Endocrine System Disorders Q 29

A male client with type 1 diabetes mellitus asks the nurse about taking an oral antidiabetic agent. Nurse Jack explains that these medications are only effective if the client:
    A. Prefers to take insulin orally.
    B. Has type 2 diabetes.
    C. Has type 1 diabetes.
    D. Is pregnant and has type 2 diabetes.

Correct Answer: B. Has type 2 diabetes.

Oral antidiabetic agents are only effective in adult clients with type 2 diabetes. Antidiabetic drugs (with the exception of insulin are all pharmacological agents that have been approved for hyperglycemic treatment in type 2 diabetes mellitus (DM). If lifestyle modifications (weight loss, dietary modification, and exercise) do not sufficiently reduce A1C levels (target level: ? 7%), pharmacological treatment with antidiabetic drugs should be initiated.

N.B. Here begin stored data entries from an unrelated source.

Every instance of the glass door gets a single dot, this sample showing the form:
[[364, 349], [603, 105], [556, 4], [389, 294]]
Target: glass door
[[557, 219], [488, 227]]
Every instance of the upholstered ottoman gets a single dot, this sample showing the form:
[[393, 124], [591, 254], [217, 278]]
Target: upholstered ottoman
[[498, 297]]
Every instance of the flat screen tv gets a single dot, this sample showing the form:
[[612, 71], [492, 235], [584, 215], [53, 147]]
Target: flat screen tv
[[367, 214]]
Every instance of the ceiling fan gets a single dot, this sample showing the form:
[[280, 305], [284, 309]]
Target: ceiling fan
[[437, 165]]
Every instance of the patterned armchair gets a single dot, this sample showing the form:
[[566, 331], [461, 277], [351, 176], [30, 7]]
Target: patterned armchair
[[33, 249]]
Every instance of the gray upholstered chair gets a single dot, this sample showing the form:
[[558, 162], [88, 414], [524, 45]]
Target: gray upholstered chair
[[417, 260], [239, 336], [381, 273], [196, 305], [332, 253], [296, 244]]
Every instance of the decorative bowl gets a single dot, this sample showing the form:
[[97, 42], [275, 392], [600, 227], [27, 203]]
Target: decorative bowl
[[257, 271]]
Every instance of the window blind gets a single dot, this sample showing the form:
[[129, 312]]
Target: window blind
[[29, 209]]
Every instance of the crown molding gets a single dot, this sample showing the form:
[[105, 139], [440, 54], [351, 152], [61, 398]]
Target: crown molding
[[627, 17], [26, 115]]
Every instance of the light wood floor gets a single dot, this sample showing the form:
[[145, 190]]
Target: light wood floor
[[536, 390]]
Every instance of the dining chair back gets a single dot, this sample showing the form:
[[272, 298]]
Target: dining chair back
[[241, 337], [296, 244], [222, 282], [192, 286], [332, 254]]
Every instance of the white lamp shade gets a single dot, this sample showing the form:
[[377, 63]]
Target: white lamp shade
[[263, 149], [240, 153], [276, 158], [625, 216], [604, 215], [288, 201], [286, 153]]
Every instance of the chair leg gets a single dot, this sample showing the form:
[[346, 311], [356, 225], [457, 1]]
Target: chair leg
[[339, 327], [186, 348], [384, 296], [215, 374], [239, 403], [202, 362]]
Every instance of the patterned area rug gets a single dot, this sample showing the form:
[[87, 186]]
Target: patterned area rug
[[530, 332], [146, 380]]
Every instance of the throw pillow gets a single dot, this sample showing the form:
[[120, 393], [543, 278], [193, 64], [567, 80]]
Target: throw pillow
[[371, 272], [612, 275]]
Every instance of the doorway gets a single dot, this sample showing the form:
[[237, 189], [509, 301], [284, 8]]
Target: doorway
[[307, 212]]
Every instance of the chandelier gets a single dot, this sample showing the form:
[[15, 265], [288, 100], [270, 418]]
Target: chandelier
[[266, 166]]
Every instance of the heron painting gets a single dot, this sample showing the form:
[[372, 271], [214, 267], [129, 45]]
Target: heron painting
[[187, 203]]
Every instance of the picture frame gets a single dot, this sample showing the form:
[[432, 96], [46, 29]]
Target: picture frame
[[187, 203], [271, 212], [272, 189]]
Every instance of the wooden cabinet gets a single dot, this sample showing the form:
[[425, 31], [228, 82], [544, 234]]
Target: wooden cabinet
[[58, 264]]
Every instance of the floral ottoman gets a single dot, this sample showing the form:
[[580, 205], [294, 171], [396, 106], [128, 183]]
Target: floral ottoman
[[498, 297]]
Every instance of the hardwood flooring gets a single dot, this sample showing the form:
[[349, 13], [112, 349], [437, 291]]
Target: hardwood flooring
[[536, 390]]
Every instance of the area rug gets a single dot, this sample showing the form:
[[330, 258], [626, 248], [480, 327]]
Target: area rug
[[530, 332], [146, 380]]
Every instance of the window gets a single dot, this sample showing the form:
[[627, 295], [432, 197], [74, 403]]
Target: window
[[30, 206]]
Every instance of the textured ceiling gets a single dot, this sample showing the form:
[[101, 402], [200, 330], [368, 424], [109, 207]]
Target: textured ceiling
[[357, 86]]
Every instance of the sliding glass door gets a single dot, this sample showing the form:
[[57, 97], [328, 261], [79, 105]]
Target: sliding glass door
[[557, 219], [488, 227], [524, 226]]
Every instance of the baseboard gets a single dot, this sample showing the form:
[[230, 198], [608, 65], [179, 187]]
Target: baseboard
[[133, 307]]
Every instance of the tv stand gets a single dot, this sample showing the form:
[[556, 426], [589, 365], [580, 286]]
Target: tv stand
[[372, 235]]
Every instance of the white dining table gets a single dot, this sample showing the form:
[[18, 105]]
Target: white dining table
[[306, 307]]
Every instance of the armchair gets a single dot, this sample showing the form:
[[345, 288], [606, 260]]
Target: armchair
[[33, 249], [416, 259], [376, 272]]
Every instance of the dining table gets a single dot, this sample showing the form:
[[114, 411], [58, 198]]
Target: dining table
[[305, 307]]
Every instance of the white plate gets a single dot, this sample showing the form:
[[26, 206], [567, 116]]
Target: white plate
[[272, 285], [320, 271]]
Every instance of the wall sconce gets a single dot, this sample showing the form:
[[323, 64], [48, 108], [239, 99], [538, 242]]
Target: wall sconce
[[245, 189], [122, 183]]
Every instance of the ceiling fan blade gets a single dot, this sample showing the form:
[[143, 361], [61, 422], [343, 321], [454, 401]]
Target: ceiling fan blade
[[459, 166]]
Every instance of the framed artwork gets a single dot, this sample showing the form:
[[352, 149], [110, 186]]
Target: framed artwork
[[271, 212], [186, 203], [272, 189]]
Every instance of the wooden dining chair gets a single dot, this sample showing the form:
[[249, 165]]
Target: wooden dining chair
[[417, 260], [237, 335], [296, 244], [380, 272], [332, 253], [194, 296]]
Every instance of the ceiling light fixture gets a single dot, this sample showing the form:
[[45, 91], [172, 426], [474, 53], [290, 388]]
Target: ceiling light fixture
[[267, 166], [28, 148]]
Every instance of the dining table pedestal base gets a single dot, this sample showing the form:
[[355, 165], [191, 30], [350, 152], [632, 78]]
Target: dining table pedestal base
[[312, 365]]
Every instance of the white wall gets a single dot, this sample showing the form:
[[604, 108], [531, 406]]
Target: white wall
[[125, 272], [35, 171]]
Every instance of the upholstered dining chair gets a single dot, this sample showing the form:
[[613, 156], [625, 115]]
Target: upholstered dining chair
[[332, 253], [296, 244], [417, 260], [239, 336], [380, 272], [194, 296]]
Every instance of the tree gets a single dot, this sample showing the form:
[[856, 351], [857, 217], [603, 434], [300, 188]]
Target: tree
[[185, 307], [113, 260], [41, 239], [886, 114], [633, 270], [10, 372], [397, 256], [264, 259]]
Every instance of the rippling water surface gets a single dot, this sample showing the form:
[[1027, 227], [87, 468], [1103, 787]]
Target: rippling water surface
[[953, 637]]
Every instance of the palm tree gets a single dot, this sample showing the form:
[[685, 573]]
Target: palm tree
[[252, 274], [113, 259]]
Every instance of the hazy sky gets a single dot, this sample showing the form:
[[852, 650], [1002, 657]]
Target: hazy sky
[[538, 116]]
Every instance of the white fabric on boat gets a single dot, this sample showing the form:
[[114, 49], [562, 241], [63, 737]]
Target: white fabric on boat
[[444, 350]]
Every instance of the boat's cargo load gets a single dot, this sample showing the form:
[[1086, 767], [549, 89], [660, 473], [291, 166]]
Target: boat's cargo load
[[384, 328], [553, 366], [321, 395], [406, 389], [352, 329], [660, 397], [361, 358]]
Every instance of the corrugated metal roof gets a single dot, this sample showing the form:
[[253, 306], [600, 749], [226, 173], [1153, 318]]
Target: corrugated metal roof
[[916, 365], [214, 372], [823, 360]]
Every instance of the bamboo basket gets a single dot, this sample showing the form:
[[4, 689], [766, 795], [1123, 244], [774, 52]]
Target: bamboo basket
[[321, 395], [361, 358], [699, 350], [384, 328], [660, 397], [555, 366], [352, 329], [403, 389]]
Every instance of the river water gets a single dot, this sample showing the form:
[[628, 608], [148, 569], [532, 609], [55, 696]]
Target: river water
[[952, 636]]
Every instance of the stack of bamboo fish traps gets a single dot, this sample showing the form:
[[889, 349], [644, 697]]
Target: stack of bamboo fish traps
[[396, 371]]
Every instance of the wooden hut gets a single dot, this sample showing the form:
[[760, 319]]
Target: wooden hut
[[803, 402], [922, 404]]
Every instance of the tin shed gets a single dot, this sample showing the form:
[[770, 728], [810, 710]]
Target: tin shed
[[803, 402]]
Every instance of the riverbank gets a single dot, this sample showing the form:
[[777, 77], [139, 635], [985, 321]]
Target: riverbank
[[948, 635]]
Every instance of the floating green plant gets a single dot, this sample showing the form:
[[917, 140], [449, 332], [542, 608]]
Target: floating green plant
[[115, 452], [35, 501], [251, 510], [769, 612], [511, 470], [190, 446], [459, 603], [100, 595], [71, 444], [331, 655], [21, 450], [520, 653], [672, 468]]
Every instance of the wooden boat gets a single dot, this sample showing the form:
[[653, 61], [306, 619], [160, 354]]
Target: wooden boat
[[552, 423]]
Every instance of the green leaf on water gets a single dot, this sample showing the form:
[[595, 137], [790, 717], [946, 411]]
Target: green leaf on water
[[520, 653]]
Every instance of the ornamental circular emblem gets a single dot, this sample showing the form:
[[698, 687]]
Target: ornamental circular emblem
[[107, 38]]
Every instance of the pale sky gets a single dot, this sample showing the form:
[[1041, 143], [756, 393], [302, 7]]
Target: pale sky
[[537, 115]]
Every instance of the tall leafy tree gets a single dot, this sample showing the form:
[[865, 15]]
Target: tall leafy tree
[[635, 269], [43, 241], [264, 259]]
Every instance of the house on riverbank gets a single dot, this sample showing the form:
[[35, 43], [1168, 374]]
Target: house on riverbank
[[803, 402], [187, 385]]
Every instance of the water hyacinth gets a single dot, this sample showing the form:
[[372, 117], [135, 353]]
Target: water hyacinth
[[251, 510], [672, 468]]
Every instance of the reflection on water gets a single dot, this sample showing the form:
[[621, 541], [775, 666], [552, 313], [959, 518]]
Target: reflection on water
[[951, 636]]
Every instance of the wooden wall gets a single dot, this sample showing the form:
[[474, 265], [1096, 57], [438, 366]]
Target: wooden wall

Option A: These drugs may be classified according to their mechanism of action as insulinotropic or non-insulinotropic. They are available as monotherapy or combination therapies, with the latter involving two (or, less commonly, three) antidiabetic drugs and/or insulin. The drug of choice for all type 2 diabetic patients is metformin. This drug has beneficial effects on glucose metabolism and promotes weight loss or at least weight stabilization.
Option C: Oral antidiabetic agents aren’t effective in type 1 diabetes. All patients with T1DM require insulin therapy. Multiple daily insulin injections (MDI) using a basal/bolus insulin regimen or continuous subcutaneous insulin infusion through an insulin pump are the preferred treatment.
Option D: Pregnant and lactating women aren’t prescribed oral antidiabetic agents because the effect on the fetus is uncertain. Most antidiabetic drugs are not recommended or should be used with caution in patients with moderate or severe renal failure or other significant comorbidities. Oral antidiabetic drugs are not recommended during pregnancy or breastfeeding.